それは、電気配線というものが既に家庭内に構築済みの有線インフラであるからです。今後、家電のネットワーク化は間違いなく進みます。その際、新たにイーサネット(現在のパソコンなどで利用している有線接続形態)を配線することは実質的に不可能なので(不可能だと思われていたので)、既存のインフラを利用しましょう、というものです。

PLCが声高に議論され始めたのは 90 年代の事です(電監審での審議は2000年より)。その当時は確かにコンセントからの電気配線に電気信号を乗せることができるという事は画期的な事と思えました。しかし、現在ここまで無線 LAN が発達している状況で、今後問題のある優先ネットワークを構築する必要があるのでしょうか。私は家庭内ネットワークは断然無線LAN が有力だと思います。その中でも UWB(Ultra Wide Band)でしょうか。

実は、UWBの規格を詳しくは理解していないのですが、大雑把にいうと通信帯域(周波数)をどばっといっぱい確保して、一斉に大量データを流しましょう、という規格です。その際、通信帯域を幅広く使うので、使用済み(仕様中)の帯域もあります。その使用中の帯域を邪魔しないために、送信する電波は微弱なものを利用しましょうね、という規格です。通信距離に制約がある事が問題ですが、屋内の無線通信規格としてはなかなか有用だと思っています。
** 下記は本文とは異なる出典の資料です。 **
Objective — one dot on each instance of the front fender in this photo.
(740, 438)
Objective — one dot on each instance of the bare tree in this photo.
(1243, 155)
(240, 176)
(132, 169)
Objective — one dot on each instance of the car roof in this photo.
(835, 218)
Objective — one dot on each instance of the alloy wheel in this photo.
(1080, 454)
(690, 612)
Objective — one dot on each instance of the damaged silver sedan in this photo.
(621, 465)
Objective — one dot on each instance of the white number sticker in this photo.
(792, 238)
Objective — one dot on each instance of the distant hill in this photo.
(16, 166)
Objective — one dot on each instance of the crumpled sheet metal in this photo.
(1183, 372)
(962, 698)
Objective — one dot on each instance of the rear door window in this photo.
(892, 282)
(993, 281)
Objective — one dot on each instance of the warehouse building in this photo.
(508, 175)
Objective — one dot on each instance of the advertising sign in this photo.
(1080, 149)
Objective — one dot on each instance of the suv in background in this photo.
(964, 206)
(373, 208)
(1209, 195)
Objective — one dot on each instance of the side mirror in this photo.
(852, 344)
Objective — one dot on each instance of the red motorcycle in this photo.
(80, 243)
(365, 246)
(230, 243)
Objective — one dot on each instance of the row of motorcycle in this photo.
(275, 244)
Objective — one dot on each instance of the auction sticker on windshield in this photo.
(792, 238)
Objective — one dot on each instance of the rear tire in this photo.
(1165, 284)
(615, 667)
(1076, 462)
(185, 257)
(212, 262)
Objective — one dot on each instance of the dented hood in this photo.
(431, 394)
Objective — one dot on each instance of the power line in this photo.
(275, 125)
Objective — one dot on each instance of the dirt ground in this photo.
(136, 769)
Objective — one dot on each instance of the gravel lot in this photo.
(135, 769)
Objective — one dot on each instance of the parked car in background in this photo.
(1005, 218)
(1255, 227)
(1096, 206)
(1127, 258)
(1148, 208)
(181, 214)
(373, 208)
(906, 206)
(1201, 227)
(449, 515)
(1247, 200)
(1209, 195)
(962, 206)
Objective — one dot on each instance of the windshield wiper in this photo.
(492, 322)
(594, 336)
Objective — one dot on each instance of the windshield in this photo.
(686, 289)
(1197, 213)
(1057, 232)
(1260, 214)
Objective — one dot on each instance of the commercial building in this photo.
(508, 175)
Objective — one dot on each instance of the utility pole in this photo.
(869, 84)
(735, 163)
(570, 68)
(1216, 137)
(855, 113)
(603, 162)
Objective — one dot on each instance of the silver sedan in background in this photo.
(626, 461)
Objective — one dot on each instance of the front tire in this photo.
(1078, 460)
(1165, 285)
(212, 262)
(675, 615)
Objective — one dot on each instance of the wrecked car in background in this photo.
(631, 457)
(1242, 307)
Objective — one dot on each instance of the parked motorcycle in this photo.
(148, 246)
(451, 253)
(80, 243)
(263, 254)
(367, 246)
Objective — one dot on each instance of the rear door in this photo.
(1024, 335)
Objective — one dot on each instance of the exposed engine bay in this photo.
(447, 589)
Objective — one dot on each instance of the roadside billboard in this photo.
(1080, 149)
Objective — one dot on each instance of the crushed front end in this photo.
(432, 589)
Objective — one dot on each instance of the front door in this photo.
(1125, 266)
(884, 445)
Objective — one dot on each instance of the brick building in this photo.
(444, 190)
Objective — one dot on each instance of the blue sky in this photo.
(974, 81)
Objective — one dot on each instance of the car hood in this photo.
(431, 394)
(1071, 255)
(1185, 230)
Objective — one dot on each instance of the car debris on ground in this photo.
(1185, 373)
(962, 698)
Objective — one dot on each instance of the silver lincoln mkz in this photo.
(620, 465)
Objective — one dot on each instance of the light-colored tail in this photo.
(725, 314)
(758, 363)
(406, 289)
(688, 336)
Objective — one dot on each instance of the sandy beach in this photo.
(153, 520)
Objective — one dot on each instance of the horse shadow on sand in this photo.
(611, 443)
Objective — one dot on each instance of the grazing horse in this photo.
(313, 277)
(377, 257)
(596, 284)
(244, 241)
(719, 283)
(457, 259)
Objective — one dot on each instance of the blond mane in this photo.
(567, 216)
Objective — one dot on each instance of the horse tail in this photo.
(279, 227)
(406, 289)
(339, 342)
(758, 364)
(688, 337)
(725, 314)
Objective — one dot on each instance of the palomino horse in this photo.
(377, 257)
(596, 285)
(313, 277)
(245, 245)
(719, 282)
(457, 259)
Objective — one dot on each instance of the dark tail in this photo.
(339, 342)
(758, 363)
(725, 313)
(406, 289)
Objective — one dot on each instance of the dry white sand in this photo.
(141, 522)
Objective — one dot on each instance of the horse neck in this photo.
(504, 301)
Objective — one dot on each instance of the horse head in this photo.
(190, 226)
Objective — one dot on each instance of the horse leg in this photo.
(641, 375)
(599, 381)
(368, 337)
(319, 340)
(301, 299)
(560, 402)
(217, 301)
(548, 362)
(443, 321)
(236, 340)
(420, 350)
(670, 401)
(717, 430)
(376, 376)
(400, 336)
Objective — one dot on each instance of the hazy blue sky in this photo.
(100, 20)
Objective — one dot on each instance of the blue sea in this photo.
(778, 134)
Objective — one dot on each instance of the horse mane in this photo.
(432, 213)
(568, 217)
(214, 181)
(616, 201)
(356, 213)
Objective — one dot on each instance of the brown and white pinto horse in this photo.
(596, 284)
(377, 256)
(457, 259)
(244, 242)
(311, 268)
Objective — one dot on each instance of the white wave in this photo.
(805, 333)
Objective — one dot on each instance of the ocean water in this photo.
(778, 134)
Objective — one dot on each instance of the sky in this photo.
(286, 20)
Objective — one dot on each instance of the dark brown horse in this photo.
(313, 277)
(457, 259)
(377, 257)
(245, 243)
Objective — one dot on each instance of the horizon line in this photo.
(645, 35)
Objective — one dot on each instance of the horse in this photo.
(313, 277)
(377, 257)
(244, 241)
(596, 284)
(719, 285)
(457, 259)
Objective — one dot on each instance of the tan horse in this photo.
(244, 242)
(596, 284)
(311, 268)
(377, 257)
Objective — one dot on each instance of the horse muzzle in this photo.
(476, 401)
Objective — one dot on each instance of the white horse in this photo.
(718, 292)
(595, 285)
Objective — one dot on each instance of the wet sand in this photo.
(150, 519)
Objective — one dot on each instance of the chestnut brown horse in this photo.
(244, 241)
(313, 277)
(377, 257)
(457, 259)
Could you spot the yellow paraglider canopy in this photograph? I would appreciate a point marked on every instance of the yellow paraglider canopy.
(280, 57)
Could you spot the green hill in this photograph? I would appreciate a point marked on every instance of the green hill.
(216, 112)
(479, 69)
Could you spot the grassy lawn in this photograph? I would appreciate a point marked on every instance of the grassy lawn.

この UWB モジュールが USB(物理接続方式の名称です)で提供されるようになれば、家電はこぞってそれに対応するようになると思うのです。どうでしょうか。電気配線利用通信規格、必要ですかね?

もうひとつは、燃料電池。先日、NTT が PEFC 方式の燃料電池を開発したと発表していました。これま
では、DMFC 方式が実現への近道だとされていたのに、PEFC の試作に成功したことで俄然世間の耳目を集めています。これらの方式は我々にとって特段影響は無いと思います。KDDI は昨年展示会で燃料電池を利用した携帯電話を発表していますので、実現も近い技術のようですが、発火問題や飛行機への持ち込み問題など社会的な制約があり、普及にはハードルが高いように思えます。

それならば・・・・

ソーラーパネルのほうが早そうですよね。

ソーラーパネルは世界的な資源節約ブームに乗って、研究開発が盛んな分野のひとつです。日経産業新聞などを読んでも、ソーラーパネル関連の記事が無い週を探すほうが困難なほどです。先日も集積度を既存製品の 1.5 倍に上げたソーラーパネルの開発に成功したニュースが流れていました。

携帯電話にソーラーパネルが乗っているなんて面白くないですか?
デザイン的に上手く取り込めば有りですよね。私は購入すると思います。出勤後、窓際において置けば充電が不要な携帯電話ですよ?

絶対、「買い」ですよねー。

こんな風に今期待の技術の中からなにが生き残るかなーと思いながらニュースを見ていると楽しいですよね。